Si alguna lección se puede sacar de esta historia, es que además de la voluntad y de la entrega es imprescindible el pensamiento propio, la crítica y la autocrítica, que no hay que ser complaciente con los compañeros ni autoindulgente, que no debe aceptarse nada a libro cerrado, ni olvidarse la dimensión de los afectos para convertir a nadie en una fría máquina de nada. Estoy triste, porque fuimos protagonistas de un fracaso, porque somos parte de una tragedia.
En mis primeros diálogos con Juan Gelman después de la derrota, cuando nos reencontramos al cabo de años de no saber uno del otro, le decía que nuestra máxima aspiración podría ser convertirnos en combustible fósil que sirviera de abrigo a las nuevas generaciones. Por eso también estoy feliz al ver el comienzo de la reconstrucción de tantas cosas que fueron destruidas y el surgimiento de esas nuevas generaciones para las que somos punto de partida de su propia marcha. No para repetir la misma historia, lo cual es imposible e indeseable, porque el país y el mundo han cambiado, pero sí para luchar con otros medios y en otro contexto por los mismos valores por los que lucharon ellos, a quienes, ahora, aplaudimos.
La nueva edición
La nueva edición de La Patria fusilada lleva en la portada una ilustración de Angela Urondo, la hija menor de Paco. También incluye “Condiciones” y “Glorias”, los dos poemas de Juan Gelman que fueron el prólogo y el epílogo de la edición de 1973, realizada por la revista Crisis.

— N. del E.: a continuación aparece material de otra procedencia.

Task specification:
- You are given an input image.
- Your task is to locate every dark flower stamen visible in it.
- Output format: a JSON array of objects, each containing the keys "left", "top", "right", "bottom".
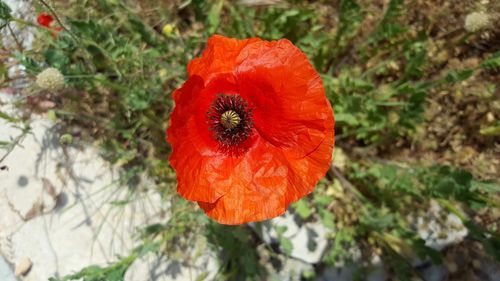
[{"left": 207, "top": 94, "right": 253, "bottom": 154}]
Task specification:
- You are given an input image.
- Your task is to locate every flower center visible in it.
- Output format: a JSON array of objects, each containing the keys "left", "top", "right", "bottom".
[
  {"left": 207, "top": 94, "right": 253, "bottom": 155},
  {"left": 220, "top": 110, "right": 241, "bottom": 129}
]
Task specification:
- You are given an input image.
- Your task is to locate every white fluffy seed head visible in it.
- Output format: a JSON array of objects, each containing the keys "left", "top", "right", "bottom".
[
  {"left": 464, "top": 12, "right": 491, "bottom": 32},
  {"left": 36, "top": 67, "right": 64, "bottom": 91}
]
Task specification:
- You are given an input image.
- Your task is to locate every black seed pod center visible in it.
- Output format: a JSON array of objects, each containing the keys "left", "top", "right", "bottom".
[{"left": 207, "top": 94, "right": 253, "bottom": 154}]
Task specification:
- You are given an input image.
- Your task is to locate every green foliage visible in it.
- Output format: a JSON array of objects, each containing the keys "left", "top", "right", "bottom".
[
  {"left": 4, "top": 0, "right": 500, "bottom": 281},
  {"left": 0, "top": 0, "right": 12, "bottom": 30},
  {"left": 49, "top": 243, "right": 159, "bottom": 281},
  {"left": 206, "top": 222, "right": 266, "bottom": 280}
]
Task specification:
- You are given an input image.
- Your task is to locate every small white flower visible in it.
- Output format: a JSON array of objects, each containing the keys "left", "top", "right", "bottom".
[
  {"left": 36, "top": 67, "right": 64, "bottom": 91},
  {"left": 464, "top": 12, "right": 491, "bottom": 32}
]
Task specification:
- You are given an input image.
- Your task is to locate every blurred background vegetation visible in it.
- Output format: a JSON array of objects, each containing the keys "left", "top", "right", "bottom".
[{"left": 0, "top": 0, "right": 500, "bottom": 280}]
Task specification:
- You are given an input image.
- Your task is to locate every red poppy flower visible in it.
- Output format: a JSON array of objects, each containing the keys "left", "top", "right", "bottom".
[
  {"left": 36, "top": 13, "right": 62, "bottom": 38},
  {"left": 36, "top": 13, "right": 54, "bottom": 28},
  {"left": 167, "top": 35, "right": 334, "bottom": 224}
]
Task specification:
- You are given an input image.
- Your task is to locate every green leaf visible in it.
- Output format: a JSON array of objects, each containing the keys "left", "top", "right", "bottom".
[
  {"left": 481, "top": 52, "right": 500, "bottom": 69},
  {"left": 279, "top": 237, "right": 293, "bottom": 255},
  {"left": 319, "top": 210, "right": 335, "bottom": 229},
  {"left": 293, "top": 200, "right": 312, "bottom": 220},
  {"left": 470, "top": 180, "right": 500, "bottom": 193},
  {"left": 0, "top": 111, "right": 19, "bottom": 123},
  {"left": 194, "top": 271, "right": 209, "bottom": 281}
]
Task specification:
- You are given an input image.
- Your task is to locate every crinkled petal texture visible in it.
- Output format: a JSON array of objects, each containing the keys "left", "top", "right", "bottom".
[{"left": 167, "top": 35, "right": 334, "bottom": 224}]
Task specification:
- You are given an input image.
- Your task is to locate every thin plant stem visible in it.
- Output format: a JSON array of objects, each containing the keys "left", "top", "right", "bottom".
[{"left": 7, "top": 23, "right": 24, "bottom": 52}]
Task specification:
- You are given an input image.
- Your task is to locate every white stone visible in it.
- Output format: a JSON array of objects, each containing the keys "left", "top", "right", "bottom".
[
  {"left": 0, "top": 90, "right": 173, "bottom": 281},
  {"left": 15, "top": 257, "right": 33, "bottom": 276},
  {"left": 254, "top": 212, "right": 328, "bottom": 263}
]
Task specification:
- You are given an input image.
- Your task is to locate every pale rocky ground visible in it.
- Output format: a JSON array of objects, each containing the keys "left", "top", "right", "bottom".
[{"left": 0, "top": 0, "right": 480, "bottom": 281}]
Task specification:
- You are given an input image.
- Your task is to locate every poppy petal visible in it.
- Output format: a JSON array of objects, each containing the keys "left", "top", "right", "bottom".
[
  {"left": 167, "top": 35, "right": 334, "bottom": 224},
  {"left": 167, "top": 75, "right": 254, "bottom": 202},
  {"left": 235, "top": 39, "right": 333, "bottom": 157},
  {"left": 187, "top": 35, "right": 262, "bottom": 81},
  {"left": 198, "top": 127, "right": 333, "bottom": 225}
]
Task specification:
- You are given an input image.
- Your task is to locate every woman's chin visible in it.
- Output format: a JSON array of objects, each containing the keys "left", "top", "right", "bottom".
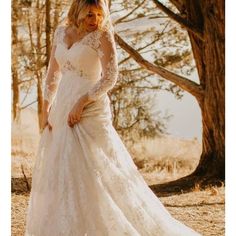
[{"left": 87, "top": 25, "right": 98, "bottom": 31}]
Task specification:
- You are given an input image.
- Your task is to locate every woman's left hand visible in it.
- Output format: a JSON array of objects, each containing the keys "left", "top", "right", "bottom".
[{"left": 67, "top": 95, "right": 93, "bottom": 128}]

El director de la colección Crónicas del Continente, Daniel Riera, incluyó también una serie de acotaciones y de notas al pie, para clarificar detalles de época obvios entonces pero desconocidos por las nuevas generaciones, como en qué consistía el Gran Acuerdo Nacional propuesto por la dictadura de Lanusse o qué significaba la sigla DIPA.
Además la edición contiene el texto completo de la conferencia de prensa ofrecida por los evadidos del penal de Rawson en el aeropuerto de Trelew, ya rodeado por las tropas de la Marina que los recapturarían para llevarlos a la base naval donde serían asesinados.
En anexos se informa sobre los asesinatos de Urondo y Camps y las desapariciones forzosas de Haidar y Berger y acerca de los juicios por la masacre de Trelew y por el asesinato de Urondo y la desaparición de su mujer, Alicia Raboy. Riera es poeta, novelista, periodista y ventrílocuo.
En su show, el ventrílocuo se llama Paco y su muñeco Oliverio, en homenaje a Urondo y Girondo, sus poetas predilectos. No se si sabe que Girondo también era uno de los preferidos de Paco.